In perhaps the biggest news of the next console generation yet, Bethesda announced that they are "joining the Microsoft family". In a $7.5 Billion deal, Microsoft will acquire Bethesda's parent company, ZeniMax Media, and therefore the rights to fan-favorite franchises such as Fallout, Elder Scrolls, DOOM and Dishonored.

Microsoft's Phil Spencer also confirmed that some of Bethesda's extensive catalogue will be added to Xbox Game Pass, yet didn't specify which titles. Furthermore, the upcoming Starfield will also be available on the service upon release.

Announcing the news, Bethesda's Pete Hines said that the deal, "allows us to make even better games going forward." He went on to add that, "Microsoft is an incredible partner and offers access to resources that will make us a better publisher and developer."

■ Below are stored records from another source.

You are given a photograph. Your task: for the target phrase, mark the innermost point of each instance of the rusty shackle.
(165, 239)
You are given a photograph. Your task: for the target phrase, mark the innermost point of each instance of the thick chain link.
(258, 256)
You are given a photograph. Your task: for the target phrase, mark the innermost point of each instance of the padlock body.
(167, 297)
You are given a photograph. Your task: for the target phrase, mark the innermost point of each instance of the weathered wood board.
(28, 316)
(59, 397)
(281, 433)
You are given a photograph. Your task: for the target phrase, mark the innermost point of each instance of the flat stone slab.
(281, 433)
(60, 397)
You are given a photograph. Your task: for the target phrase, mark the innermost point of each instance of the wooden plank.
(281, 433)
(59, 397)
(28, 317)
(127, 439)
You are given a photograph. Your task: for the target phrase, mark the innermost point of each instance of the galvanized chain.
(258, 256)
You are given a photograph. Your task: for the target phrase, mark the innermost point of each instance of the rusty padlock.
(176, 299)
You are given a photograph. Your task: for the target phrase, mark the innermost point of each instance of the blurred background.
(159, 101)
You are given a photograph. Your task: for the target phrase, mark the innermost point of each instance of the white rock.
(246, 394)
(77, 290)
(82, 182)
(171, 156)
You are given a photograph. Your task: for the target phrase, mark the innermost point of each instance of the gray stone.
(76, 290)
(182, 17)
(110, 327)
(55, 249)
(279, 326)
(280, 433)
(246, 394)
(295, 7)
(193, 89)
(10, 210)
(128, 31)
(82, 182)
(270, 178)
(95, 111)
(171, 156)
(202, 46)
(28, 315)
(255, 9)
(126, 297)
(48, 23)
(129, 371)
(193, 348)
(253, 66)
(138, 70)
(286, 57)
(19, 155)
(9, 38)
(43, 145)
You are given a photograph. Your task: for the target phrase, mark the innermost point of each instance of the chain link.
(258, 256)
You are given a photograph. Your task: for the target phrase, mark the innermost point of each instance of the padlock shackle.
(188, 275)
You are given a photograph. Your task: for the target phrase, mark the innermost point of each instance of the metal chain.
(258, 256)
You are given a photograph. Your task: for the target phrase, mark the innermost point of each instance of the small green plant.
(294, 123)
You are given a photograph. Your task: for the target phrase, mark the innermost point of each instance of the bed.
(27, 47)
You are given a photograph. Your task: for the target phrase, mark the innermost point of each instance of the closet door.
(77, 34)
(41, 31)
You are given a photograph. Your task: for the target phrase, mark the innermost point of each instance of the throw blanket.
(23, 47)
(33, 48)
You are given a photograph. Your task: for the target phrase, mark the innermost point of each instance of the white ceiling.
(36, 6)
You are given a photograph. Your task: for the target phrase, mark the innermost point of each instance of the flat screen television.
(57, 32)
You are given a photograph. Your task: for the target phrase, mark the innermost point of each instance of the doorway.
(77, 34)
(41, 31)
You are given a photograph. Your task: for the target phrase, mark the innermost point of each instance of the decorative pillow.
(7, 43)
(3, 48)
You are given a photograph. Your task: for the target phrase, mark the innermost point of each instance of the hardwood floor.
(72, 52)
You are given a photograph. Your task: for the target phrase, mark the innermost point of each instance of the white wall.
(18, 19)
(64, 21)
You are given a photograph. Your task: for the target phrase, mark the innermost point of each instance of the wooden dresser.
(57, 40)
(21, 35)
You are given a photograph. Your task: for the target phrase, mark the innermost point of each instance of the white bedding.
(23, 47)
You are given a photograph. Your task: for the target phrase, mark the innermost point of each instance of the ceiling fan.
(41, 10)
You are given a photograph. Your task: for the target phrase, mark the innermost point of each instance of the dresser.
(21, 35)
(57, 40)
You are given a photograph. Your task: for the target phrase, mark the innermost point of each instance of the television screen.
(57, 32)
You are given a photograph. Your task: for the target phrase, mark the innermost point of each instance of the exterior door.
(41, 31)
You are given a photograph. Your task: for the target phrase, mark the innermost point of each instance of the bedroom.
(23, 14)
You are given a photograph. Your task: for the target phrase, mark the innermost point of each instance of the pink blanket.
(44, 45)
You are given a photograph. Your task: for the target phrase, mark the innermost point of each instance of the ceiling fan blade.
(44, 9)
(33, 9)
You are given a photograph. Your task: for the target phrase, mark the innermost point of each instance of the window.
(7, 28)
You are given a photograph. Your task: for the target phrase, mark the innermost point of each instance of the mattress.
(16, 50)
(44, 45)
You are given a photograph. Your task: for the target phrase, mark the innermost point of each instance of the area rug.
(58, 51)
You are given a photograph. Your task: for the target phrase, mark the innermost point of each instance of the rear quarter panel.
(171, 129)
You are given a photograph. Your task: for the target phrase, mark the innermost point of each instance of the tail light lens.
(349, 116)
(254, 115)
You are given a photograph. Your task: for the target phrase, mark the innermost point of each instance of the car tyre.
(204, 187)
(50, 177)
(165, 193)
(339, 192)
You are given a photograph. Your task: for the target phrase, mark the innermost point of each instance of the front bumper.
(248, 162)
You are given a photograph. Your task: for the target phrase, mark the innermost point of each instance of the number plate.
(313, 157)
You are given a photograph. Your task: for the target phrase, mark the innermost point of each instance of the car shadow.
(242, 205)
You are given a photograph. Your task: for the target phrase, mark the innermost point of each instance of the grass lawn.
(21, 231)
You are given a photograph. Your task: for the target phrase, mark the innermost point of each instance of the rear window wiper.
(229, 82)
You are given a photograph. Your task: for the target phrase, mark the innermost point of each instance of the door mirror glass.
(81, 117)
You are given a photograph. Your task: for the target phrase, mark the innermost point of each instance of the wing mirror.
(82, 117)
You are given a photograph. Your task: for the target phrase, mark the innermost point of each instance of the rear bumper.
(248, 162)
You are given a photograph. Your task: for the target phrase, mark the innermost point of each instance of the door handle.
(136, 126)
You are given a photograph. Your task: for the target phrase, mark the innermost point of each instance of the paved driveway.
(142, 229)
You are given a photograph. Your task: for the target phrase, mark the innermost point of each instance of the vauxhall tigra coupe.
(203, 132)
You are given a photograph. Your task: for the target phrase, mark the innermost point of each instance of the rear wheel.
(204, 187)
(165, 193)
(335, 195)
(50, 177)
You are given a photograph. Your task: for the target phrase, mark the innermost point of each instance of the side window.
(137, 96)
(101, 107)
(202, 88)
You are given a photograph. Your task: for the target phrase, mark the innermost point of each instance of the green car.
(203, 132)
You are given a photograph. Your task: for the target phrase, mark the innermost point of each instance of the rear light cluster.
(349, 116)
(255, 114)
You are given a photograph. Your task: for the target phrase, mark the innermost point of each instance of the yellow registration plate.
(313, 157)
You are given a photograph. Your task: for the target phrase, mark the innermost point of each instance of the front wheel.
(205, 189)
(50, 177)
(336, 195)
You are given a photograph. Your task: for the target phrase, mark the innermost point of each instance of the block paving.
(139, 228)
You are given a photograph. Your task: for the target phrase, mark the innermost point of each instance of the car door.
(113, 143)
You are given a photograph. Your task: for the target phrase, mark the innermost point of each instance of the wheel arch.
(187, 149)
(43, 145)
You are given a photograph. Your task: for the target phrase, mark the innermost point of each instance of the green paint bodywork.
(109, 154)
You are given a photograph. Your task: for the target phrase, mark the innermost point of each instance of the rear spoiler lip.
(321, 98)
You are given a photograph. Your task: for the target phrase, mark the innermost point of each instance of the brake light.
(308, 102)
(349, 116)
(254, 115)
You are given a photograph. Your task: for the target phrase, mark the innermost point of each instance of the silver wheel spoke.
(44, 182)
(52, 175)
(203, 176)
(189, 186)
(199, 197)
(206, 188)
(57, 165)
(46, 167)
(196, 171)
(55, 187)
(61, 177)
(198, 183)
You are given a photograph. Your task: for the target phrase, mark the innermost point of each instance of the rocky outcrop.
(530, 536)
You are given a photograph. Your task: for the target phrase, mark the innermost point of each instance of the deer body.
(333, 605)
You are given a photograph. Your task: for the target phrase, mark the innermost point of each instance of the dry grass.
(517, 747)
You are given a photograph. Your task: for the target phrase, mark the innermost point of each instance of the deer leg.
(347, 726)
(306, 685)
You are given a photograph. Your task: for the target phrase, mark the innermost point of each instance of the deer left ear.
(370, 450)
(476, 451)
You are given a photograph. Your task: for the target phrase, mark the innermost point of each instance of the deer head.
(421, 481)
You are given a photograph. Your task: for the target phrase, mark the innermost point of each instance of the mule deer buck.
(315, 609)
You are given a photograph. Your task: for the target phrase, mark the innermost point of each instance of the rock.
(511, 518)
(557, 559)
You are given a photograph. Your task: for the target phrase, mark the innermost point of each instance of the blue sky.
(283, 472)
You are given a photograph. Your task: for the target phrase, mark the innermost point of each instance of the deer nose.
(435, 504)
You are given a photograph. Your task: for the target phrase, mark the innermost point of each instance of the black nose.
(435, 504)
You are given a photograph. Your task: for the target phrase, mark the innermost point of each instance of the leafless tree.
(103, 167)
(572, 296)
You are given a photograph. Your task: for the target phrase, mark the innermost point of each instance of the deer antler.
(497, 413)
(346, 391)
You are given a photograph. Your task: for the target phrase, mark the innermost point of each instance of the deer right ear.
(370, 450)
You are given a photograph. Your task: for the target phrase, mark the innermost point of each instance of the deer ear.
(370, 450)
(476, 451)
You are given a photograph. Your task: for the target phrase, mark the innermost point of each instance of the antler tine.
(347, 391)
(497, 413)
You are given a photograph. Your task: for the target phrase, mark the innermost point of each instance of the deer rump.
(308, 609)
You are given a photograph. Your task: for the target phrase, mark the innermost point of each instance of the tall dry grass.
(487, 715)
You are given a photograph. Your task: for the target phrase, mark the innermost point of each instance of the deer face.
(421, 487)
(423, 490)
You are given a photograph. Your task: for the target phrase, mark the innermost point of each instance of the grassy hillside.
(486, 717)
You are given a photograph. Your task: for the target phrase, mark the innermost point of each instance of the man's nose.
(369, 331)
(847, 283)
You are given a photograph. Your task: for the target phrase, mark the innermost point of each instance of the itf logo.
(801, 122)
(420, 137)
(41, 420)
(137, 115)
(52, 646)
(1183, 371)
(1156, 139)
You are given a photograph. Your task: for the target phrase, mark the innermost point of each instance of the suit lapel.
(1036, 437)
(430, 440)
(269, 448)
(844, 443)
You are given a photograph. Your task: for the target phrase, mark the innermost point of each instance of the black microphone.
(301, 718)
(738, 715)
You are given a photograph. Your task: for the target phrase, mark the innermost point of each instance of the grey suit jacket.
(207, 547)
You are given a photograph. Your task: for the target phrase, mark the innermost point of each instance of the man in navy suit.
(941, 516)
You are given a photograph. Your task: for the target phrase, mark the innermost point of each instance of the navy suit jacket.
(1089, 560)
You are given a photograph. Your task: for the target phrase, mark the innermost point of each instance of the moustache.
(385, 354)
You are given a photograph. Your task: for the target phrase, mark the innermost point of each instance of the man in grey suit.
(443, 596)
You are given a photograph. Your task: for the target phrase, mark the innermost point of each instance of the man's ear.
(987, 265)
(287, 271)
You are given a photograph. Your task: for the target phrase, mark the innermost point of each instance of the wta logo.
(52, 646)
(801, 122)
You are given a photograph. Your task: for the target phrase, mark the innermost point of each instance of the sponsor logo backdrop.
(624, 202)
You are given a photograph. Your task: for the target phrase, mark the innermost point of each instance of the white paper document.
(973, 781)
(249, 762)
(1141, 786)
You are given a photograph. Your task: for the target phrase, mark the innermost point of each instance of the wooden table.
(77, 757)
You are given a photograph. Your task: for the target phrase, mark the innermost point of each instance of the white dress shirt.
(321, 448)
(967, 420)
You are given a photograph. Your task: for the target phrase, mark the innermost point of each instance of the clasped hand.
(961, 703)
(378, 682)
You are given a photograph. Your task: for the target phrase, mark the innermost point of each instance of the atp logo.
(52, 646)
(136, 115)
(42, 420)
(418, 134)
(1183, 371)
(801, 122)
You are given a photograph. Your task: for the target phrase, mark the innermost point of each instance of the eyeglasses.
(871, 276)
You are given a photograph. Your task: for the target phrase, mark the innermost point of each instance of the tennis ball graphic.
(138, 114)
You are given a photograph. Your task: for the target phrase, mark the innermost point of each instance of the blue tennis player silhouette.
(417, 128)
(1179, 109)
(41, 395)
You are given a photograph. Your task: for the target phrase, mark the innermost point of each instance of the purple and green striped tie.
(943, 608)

"Yes, it’s a big change for us, but after taking a minute to absorb the magnitude of this acquisition, we’re going to continue doing what we know and love: making great games."

The deal is set to close in the second-half of 2021, so we may not get any confirmation regarding console exclusivity of new Fallout and Elder Scrolls titles until after the next-gen systems launch.

As pointed out by Jason Schreier of Bloomberg News, this coincidentally makes Bethesda Softworks and Obsidian Entertainment sister companies - the latter of which is made up of the original creators of Fallout, who were also brought on to create Fallout: New Vegas. The two companies have not worked together since, yet that could now change as both are now under the Microsoft umbrella.

Furthermore, it remains to be seen if the upcoming Deathloop and GhostWire: Tokyo will remain timed PlayStation 5 exclusives, or be moved onto the Xbox Series X/S as part of this deal.

Food for Thought

Well I think I speak for everyone when I say I didn't see this one coming. Initially, I was of the opinion that Microsoft and Sony were not competing with each other anymore; the PlayStation will be a home for single player experiences, and Xbox will focus on games as service. This move, however, seems to blow that theory out the water. $7.5 Billion isn't pocket money, even to Microsoft, and it now has one of the most renown single player developers under its belt.